Puis est apparu Lucas. Différent et similaire à Iris tout à la fois, il a su la faire sortir de sa zone de confort et lui faire prendre conscience qu'un monde immense n'attendait qu'elle. Elle a trouvé sa place, elle s'est rendue compte qu'elle voulait vivre par dessus tout, ne rien laisser la démotiver et se battre pour ce qu'elle voulait. Il lui a montré ce qu'aimer quelqu'un à la folie veut vraiment dire. Sa rencontre avec la Mort lui a quant à elle appris qu'une main tendue est le plus grand cadeau qu'on puisse faire à quelqu'un, particulièrement quand cette personne s'apprête à quitter tout ce qu'elle a toujours connu.
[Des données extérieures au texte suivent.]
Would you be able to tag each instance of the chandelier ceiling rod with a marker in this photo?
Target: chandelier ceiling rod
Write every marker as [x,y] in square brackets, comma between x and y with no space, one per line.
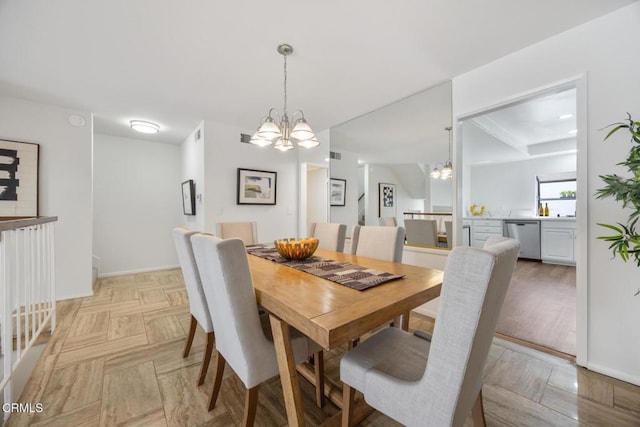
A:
[281,134]
[447,169]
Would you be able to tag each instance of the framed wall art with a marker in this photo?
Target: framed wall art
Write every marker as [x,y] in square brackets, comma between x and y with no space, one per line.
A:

Enfin, la Vie lui a prouvé qu'une allégorie pouvait être plus humaine que bon nombre d'individus de cette espèce, et qu'il faut toujours regarder une situation sous un angle différent pour trouver les réponses à ses questions.
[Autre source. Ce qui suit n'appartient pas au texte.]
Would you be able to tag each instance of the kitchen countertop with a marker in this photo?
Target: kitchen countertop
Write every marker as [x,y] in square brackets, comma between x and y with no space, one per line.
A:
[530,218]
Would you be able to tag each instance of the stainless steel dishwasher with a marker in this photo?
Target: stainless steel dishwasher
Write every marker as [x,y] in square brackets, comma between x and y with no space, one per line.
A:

Telles sont les réflexions d'Iris Beaumont en ce samedi après-midi grisâtre et ordinaire, un contraste qui est loin d'échapper à la jeune fille. Un sourire étire ses lèvres tandis que l'écume vient presque lécher ses pieds, puis elle inspire à nouveau une grande bouffée d'air iodé. Il ne neige pas mais le froid l'entoure et tente de se faufiler sous les différentes couches qu'elle a empilées avant de sortir. Lucas a quelques minutes de retard mais Iris ne lui en tient pas rigueur, cela lui permet ainsi de profiter de ce moment en tête à tête avec elle-même et avec l'océan. Il devait passer voir son père à l'hôpital avant de la rejoindre, sans doute cela a-t-il pris plus longtemps que prévu. Elle espère au moins que Lucas aura pu dire ce qu'il voulait dire afin qu'il puisse enfin aller de l'avant. Prendre de la distance avec les choses ou les personnes qui nous font du mal est nécessaire mais cela n'en reste pas moins difficile et douloureux.
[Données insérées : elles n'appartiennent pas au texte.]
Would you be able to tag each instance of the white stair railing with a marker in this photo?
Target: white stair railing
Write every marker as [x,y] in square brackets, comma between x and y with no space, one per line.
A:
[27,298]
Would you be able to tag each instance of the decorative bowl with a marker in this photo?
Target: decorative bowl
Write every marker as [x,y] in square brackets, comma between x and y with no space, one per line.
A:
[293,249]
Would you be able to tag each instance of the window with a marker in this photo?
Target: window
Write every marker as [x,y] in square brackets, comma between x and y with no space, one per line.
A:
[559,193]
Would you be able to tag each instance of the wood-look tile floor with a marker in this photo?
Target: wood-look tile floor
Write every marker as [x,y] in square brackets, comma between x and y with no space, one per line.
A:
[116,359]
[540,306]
Sans s'en rendre compte, la jeune fille se met à fredonner un mélodie inconnue, comme un écho à son propre état d'esprit enfin en paix avec toutes ses inquiétudes.
- C'est joli, la complimente Lucas en faisant enfin son apparition.
Iris, qui ne l'avait pas entendu arriver, sursaute puis fait volte face, un immense sourire aux lèvres.
- Te voilà ! dit-elle en s'appuyant sur ses deux mains pour se relever.
Debout, elle ne tarde pas à enlacer son petit ami en inspirant son odeur familière au passage. Les doigts de Lucas trouvent ses hanches pour la rapprocher davantage et leur étreinte se finit par un baiser langoureux de retrouvailles.
- Alors, comment ça s'est passé ? s'enquiert la jeune fille en lui faisant signe de s'asseoir à côté d'elle sur le sable.
Une fois installé, Lucas prend le temps d'observer le mouvement des vagues sur le rivage et le balai des mouettes dans le ciel nuageux. Pendant ce temps, Iris se perd une fois de plus dans la contemplation de son profil songeur, chaque jour un peu plus magnifique à ses yeux. Enfin, le garçon prend la parole après avoir poussé un soupir douloureux et fatigué.
- Ça s'est passé comme je m'en doutais : mal. Tu te rends compte qu'il ne m'a même pas remercié ? Je lui ai raconté comment on l'a retrouvé, à quel point j'ai eu peur que ce soit trop tard, et il a fait comme si tout ça n'avait jamais eu lieu. Comme si c'était normal de retrouver son père inconscient dans le salon parce qu'il s'est saoulé plus que d'habitude. J'ai failli vriller.
Iris sent son cœur se serrer et attrape instinctivement la main du jeune homme pour lui faire parvenir son amour et son soutien. Un nouveau soupir franchit les lèvres de ce dernier, suivit par un rire nerveux.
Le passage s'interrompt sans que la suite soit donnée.